In the paper, Beyond Microblogging, the authors discuss user appropriation of Twitter for conversation. They ask "[h]ow well does Twitter support user-to-user exchanges?" In particular they consider the function of the @ sign as a marker of addressivity. In their data they found that there was "short, dyadic exchanges relatively often, along with some longer conversations with multiple participants that are surprisingly coherent. These conversations are facilitated in large measure by use of the @ sign as a marker of addressivity (i.e., to direct a tweet to a specific user) and the ability to “follow” other users, which aid users in tracking conversations."
The speaker can designate the next speaker through direct address, or gaze or a number of other actions depending on local practice. So in multiparty conversation a lot of work must be performed to maintain coherence and continually build the participation framework.
Shared attention.
On Twitter we lack many of these conversational resources which is why the researchers described finding multiparty conversations on Twitter “surprisingly coherent.”
In one example from a six person conversation over several turns, the participants used both topicality and addressivity.

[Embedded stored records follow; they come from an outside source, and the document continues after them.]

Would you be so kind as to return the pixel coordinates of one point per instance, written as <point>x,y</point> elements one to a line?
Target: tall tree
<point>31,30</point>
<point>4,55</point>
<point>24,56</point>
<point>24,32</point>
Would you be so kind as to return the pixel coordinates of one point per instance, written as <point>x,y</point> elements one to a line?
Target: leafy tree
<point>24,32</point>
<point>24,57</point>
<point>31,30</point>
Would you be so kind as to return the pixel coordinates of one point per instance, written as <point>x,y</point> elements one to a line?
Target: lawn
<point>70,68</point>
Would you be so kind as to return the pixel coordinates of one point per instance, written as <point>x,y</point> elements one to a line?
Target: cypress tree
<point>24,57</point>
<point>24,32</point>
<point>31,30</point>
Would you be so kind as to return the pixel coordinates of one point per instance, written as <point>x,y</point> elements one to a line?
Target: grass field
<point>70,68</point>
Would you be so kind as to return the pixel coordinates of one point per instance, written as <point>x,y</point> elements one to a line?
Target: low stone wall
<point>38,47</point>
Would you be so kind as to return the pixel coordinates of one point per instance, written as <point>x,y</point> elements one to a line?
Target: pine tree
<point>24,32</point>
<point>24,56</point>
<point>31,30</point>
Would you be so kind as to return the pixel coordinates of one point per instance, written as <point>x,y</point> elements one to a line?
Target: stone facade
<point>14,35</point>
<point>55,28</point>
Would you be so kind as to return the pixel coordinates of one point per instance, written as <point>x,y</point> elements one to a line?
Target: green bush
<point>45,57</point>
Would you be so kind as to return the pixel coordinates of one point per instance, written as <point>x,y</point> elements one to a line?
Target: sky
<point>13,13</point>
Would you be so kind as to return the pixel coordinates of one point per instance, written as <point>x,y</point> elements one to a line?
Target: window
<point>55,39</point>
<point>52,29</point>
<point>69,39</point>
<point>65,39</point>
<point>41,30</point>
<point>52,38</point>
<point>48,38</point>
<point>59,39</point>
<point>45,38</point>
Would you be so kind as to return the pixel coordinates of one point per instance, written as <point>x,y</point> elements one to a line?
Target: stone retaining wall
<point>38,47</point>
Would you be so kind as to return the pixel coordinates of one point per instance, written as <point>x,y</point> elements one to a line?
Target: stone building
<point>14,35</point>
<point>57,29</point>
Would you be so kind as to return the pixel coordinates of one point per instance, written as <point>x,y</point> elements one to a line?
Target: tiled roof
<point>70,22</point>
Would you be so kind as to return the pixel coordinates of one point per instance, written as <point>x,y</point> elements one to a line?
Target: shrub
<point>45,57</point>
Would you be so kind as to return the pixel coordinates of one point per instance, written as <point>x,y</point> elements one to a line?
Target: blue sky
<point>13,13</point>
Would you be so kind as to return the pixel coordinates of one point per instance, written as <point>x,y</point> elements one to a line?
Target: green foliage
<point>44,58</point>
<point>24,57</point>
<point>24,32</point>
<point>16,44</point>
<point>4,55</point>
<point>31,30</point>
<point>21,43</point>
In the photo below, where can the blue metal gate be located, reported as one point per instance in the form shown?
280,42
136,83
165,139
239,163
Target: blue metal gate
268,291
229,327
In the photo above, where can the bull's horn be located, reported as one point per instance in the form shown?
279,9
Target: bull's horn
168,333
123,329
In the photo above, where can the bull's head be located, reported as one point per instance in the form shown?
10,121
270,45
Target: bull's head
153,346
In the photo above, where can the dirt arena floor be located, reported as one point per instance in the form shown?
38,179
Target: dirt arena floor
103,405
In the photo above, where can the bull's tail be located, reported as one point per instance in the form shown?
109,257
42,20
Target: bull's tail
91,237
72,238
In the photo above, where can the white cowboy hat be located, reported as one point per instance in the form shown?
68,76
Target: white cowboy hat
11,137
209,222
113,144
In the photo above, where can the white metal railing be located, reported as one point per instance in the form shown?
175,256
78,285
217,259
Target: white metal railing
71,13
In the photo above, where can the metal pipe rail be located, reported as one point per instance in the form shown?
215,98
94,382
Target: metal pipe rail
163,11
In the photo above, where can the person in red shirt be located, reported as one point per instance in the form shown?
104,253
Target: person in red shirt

Goffman introduced the footing concept in order to explore the nature of involvement and participation in social interaction (Clayman, 1995). Speakers can use interactional resources to show that their words are not entirely their own. For example, a journalist might explicitly say to a politician “your political opponent suggests that you’re soft on crime.” However, journalists also conduct interviews where they articulate a question that suggests a notion not their own without attribution, such as “Mr. President, will the health care bill place an undue burden on small businesses?” In the course of an interview, a journalist may shift footing several times, animating his own words and then articulating those of others’ to display provocative viewpoints. Participants on twitter may echo or paraphrase others’ tweets by attributing them using RT or via and the original author’s username. However, when giving voice to statements outside of Twitter, shifts in footing lead to confusion.
Just to sum up the event, people in Tehran were calling in to a Persian radio station to report a possible strike in the bazaar, a Twitter user was listening...translating the statements into English and posting them on Twitter. It was over a period of a few hours. Those who came late had missed any explicit attribution for the claims being made and questioned him, accusing him of being the author of these statements and not just the animator.
So we’ve discussed the history of CA and how it’s traditionally done. We’ve also briefly gone over how to use it in iterative design. I’ll just leave you with three things to think about as you observe conversations in the systems you design.
•Notice user “workarounds.” We discuss this a lot, often calling it desire lanes or paving the cow paths.
•Observe the interactional work occurring, not just the lexical meaning.
•Don’t treat conversation as a pure exchange of information.